I am now firmly marooned and there is no way that I can move so I take stock of the situation. There are no cell comms. If one of those big cumulus clouds passes over the catchment of the stream then there is a danger that the vehicle with my cameras and I will be swept away. On this remote road late afternoon, it is highly unlikely that another vehicle will arrive which means spending the night in a streambed. There is no other option – I must walk to the end of the road where it meets the busier S89 and hope someone will find me there. I arm myself with my tripod and set out slithering in my slip-slops. I hope there are no lions about or worse still a bad tempered ellie but other than some nervous impalas, all is quiet. After 1km I come to the intersection and sit on the stone signpost straining my ears for the sound of a car. Nothing. I am loathe to walk further, exposed on the open road.
It is getting late and just when I am just getting a little alarmed, two 4×4’s appear and very kindly agree to help. They are from the Czech Republic and these are overland vehicles with all the gadgets to extract vehicles from mud.
So in no time the Quantum is hauled up the slope to safety and I gratefully thank my rescuers. This Satara trip is going to be remembered for very unusual reasons.
With all the rain around I see very little except 5km from Satara I come across a male lion on the road in the gloom.
During the night the rain starts thundering on the roof of the caravan. This is serious stuff and I am so thankful that I did not choose to spend the night in the Quantum in the streambed where I would surely have been washed away. In the morning I measure 80mm in my rain-gauge and it is still pouring.
I am nevertheless at the gate at my usual 5.30am but the gate guard has disappeared and we must open up ourselves – 10 minutes late. Of course all the gravel roads are closed so after such heavy rain we are confined to the main tarred roads. I head south along the H1-3 noting surprisingly that the Nwanetsi and Sweni Rivers are not flowing at all but…. it is still raining.
For a photographer, these are the worst of conditions with all one’s subjects bedraggled and the light drab and dark. I carry on to the Tshokwane Picnic spot where I decide impulsively to check out the H10 road to Lower Sabie. The wetland north of Muntshe is beautifully flooded with great pools and riverlets. Turning back, I stop at Tshokwane for one of their famous kudu pies which I recommend to all of you.
But what a change in the rivers. The Nwaswitsonto River is suddenly flowing strongly within the couple of hours of my passing. Continuing northward, I find the Sweni and Nwanetsi Rivers now in full spate.
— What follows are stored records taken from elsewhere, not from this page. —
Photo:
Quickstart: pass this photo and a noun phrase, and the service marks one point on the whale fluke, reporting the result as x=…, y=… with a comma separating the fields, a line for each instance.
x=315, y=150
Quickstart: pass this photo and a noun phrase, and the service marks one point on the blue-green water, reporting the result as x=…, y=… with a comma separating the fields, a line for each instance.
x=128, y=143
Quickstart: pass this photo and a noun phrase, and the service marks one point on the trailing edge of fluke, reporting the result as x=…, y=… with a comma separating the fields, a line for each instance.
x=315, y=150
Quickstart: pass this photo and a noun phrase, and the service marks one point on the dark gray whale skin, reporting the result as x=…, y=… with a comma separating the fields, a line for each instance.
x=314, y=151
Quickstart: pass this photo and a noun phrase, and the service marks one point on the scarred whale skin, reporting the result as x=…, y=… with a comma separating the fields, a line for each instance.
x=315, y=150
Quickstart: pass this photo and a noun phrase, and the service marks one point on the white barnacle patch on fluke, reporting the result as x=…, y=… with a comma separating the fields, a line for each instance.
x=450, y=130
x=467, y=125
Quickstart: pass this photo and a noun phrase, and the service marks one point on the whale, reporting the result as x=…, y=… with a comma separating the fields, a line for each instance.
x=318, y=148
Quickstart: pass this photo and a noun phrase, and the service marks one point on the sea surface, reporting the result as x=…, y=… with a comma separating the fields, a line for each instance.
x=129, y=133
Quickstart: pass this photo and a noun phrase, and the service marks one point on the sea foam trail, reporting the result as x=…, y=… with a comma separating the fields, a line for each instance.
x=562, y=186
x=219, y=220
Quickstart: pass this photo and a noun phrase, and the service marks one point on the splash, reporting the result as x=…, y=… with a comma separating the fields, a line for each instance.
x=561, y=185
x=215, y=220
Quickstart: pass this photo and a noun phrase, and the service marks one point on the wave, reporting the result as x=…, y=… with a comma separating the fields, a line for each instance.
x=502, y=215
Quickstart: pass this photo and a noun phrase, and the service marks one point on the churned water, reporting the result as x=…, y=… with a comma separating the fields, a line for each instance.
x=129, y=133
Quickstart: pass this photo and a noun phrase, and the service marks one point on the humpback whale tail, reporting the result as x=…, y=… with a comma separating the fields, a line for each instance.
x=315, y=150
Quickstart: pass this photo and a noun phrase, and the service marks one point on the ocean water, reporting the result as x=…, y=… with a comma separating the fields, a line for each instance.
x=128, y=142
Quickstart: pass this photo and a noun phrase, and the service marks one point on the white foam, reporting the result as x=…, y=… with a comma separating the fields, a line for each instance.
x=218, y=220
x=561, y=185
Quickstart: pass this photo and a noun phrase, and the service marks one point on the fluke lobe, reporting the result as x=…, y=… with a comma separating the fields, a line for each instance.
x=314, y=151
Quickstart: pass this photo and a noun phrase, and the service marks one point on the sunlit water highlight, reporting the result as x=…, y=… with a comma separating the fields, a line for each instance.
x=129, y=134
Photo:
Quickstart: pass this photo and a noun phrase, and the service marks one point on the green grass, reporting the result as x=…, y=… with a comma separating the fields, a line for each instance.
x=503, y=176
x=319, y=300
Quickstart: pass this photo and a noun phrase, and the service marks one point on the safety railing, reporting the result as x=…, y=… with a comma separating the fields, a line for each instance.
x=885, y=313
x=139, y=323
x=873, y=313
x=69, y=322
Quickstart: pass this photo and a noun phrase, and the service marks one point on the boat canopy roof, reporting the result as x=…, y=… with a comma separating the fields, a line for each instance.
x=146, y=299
Back at camp I find another 65mm of rain in the gauge. Later on in the late afternoon, I go northward and am gratified to find the Mnondzo stream, which has stayed stubbornly dry these past few years, flowing strongly.
All told Satara has had 170mm of rain over the past two days – something that injects such life into the Park. Reports come in that Punda had 174mm last night and I am sure that drought stricken Shingwedzi would have had too. Now for the influx of water birds.